北朝鮮の新型駆逐艦「崔賢」の就役式=労働新聞(c)news1
北朝鮮の新型駆逐艦「崔賢」の就役式=労働新聞(c)news1

【07月21日 KOREA WAVE】北朝鮮が咸鏡北道羅先市の羅津造船所で、施設拡張に着手したとみられる動きが確認された。キム・ジョンウン(金正恩)朝鮮労働党総書記が、今後5年間に1万トン級巡洋艦を含む5000トン級以上の艦艇を毎年2隻建造するよう指示した後、初めて確認されたインフラ拡充の動きで、軍艦の生産能力強化が本格化したとの分析が出ている。

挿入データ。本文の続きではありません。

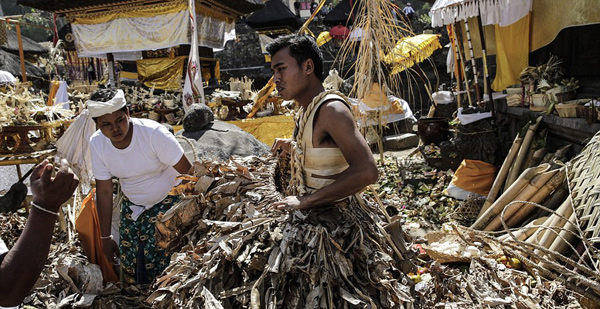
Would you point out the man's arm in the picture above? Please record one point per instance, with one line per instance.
(23, 264)
(335, 119)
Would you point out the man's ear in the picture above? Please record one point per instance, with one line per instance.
(309, 66)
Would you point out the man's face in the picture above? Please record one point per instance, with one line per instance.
(288, 76)
(115, 126)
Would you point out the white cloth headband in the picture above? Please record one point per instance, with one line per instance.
(98, 108)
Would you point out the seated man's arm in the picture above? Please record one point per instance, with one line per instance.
(23, 264)
(337, 121)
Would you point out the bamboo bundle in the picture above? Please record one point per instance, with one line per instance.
(537, 157)
(525, 231)
(547, 232)
(516, 169)
(535, 189)
(501, 177)
(509, 195)
(552, 184)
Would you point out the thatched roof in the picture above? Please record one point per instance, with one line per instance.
(12, 64)
(341, 13)
(275, 15)
(60, 6)
(29, 46)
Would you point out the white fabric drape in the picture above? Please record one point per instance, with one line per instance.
(211, 31)
(503, 12)
(132, 34)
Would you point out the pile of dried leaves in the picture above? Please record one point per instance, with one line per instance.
(408, 186)
(240, 252)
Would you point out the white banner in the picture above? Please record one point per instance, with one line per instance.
(132, 34)
(211, 31)
(193, 92)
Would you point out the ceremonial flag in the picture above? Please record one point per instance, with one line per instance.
(192, 89)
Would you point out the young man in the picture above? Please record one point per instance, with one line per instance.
(337, 161)
(146, 158)
(21, 266)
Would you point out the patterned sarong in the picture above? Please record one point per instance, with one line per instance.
(142, 259)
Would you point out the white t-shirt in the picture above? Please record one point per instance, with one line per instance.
(145, 168)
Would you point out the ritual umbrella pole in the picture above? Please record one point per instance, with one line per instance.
(486, 73)
(473, 64)
(462, 61)
(456, 64)
(111, 69)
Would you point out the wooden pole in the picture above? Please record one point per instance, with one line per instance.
(111, 69)
(486, 73)
(21, 54)
(462, 60)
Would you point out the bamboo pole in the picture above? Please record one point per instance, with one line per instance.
(534, 189)
(21, 53)
(486, 73)
(518, 164)
(526, 209)
(526, 231)
(518, 185)
(462, 61)
(501, 177)
(478, 95)
(543, 236)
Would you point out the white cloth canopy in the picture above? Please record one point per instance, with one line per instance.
(502, 12)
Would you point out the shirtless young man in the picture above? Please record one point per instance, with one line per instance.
(339, 162)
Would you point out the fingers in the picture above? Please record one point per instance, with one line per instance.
(37, 171)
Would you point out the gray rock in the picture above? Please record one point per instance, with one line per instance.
(219, 141)
(197, 117)
(401, 141)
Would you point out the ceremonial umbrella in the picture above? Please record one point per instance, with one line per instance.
(412, 50)
(339, 32)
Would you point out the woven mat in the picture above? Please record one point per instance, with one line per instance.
(584, 184)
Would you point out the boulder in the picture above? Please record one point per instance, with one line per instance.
(219, 141)
(197, 117)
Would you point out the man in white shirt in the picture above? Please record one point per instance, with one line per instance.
(146, 158)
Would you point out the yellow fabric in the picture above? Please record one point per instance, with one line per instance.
(137, 12)
(475, 176)
(323, 38)
(87, 225)
(161, 73)
(551, 16)
(512, 54)
(412, 50)
(267, 129)
(129, 75)
(320, 161)
(53, 90)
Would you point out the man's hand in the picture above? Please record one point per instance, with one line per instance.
(293, 203)
(282, 146)
(111, 251)
(51, 193)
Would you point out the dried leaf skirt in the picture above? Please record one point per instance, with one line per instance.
(335, 256)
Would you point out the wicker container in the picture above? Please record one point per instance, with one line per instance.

米国の北朝鮮専門メディア「NKニュース」が衛星画像を分析した結果、羅津造船所内に工事要員向けとみられる宿泊施設が新設されたことが分かった。同メディアは、工事要員用の宿泊施設は、北朝鮮で大規模施設を新設する前に見られる典型的な兆候だと分析した。

羅津造船所では2025年、一部建物の屋根交換やドライドックの補修工事が進められたが、当時は宿泊施設が別途設けられていなかった。このため、今回の動きは単なる補修工事とは異なる可能性がある。

キム総書記は2026年6月、5000トン級駆逐艦の1番艦「崔賢」の就役式で、今後5年間に1万トン級巡洋艦を含む崔賢級以上の水上艦を毎年2隻ずつ建造するよう指示した。核ミサイルを搭載できるとされる5000トン級駆逐艦に続き、より大型の艦艇を継続的に建造する計画が具体化しているとみられる。

日本海岸に位置する羅津造船所は、北朝鮮が目指す外洋艦隊の整備で中心的な役割を担うとみられている。清津造船所と並ぶ東海岸の主要造船所で、清津造船所で建造された5000トン級駆逐艦「姜健」の補修にも使われている。

西海岸では、平壌近郊の南浦造船所が海軍の主要拠点になるとみられる。南浦は「崔賢」の母港で、施設拡張の動きも確認されている。

キム総書記は「崔賢」の就役式や朝鮮労働党中央軍事委員会拡大会議で、今後建造される大型艦艇が使用する近代的な海軍基地の建設も指示している。